Wasim Abusal (Note: Also found as Waseem Abu Sal or Saal.) (وسيم أبو سل; born 14 June 2004) is a Palestinian featherweight boxer. He competed at the 2024 Paris Olympics.

== Career ==
Abusal started boxing at the age of 12 in his hometown of Ramallah, encouraged by his father.

He competed in the featherweight category at the 2022 Asian Games in China, finishing 9th. In 2023, he took part in the IBA World Boxing Championships in Uzbekistan. He then won a bronze medal in his category at the 2023 Arab Games in Algeria.

Despite not qualifying from the world tournament, Abusal was given a wildcard to represent Palestine at the 2024 Summer Olympics in Paris, France, becoming the first Palestinian boxer to compete at an Olympic event. He was eliminated during the round of 32. He also served as Olympic flagbearer for his country alongside swimmer Valerie Tarazi at the opening ceremony.

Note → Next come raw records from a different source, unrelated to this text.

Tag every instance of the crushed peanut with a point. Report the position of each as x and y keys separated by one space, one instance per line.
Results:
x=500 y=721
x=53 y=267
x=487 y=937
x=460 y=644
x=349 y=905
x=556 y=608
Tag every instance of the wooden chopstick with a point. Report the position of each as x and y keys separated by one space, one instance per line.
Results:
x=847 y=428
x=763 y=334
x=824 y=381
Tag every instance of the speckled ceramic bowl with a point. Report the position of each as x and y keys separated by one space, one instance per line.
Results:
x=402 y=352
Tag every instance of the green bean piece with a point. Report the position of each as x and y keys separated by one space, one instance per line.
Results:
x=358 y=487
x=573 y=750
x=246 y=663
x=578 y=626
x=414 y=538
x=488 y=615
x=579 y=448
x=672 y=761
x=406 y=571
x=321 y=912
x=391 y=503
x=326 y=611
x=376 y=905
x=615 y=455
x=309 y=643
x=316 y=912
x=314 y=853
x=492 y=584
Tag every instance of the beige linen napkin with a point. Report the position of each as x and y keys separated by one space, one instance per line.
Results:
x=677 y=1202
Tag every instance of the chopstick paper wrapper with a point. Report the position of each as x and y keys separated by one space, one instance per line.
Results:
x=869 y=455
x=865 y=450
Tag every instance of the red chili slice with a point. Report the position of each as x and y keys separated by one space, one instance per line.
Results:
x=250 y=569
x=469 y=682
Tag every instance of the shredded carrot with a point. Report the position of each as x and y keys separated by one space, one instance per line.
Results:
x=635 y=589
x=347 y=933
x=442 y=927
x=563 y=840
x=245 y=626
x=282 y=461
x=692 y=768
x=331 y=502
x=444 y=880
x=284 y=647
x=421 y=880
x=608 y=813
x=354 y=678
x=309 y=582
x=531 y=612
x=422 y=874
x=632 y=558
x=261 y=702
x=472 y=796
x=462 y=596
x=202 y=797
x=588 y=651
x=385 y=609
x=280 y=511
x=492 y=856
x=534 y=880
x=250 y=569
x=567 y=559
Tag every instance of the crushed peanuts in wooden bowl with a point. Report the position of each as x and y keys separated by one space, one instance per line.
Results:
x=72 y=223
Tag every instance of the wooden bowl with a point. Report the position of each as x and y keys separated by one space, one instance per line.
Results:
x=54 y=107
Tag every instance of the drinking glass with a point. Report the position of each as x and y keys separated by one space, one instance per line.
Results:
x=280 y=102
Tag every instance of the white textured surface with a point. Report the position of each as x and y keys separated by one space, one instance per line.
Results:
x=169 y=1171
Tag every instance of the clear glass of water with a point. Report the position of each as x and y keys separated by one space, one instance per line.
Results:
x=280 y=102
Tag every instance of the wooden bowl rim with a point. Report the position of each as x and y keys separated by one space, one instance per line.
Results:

Abu Sal represented his country in the 55 kg category at the 6th Islamic Solidarity Games in Riyadh, Saudi Arabia, in November 2025.

=== Training ===
Abusal welcomed the IOC's decision to invite him to the 2024 Olympics, with his coaches lamenting the obstacles posed to his training and competition schedule by the Israeli occupation of Palestine and the Gaza war. His main coach, Cairo-based Gazan Ahmad Harara, follows his training via remote connection due to the inability to travel to the West Bank with a Gaza ID, and only meets him during international competitions. Because of movement restrictions within the West Bank and the weakness of the Palestinian passport, Abusal is also unable to meet regularly with boxing partners of his weight, with the only other boxer in Ramallah weighing 71 kg, and to attend all tournaments in Palestine and abroad. The last part of his Olympic training took place in Allonnes, Sarthe.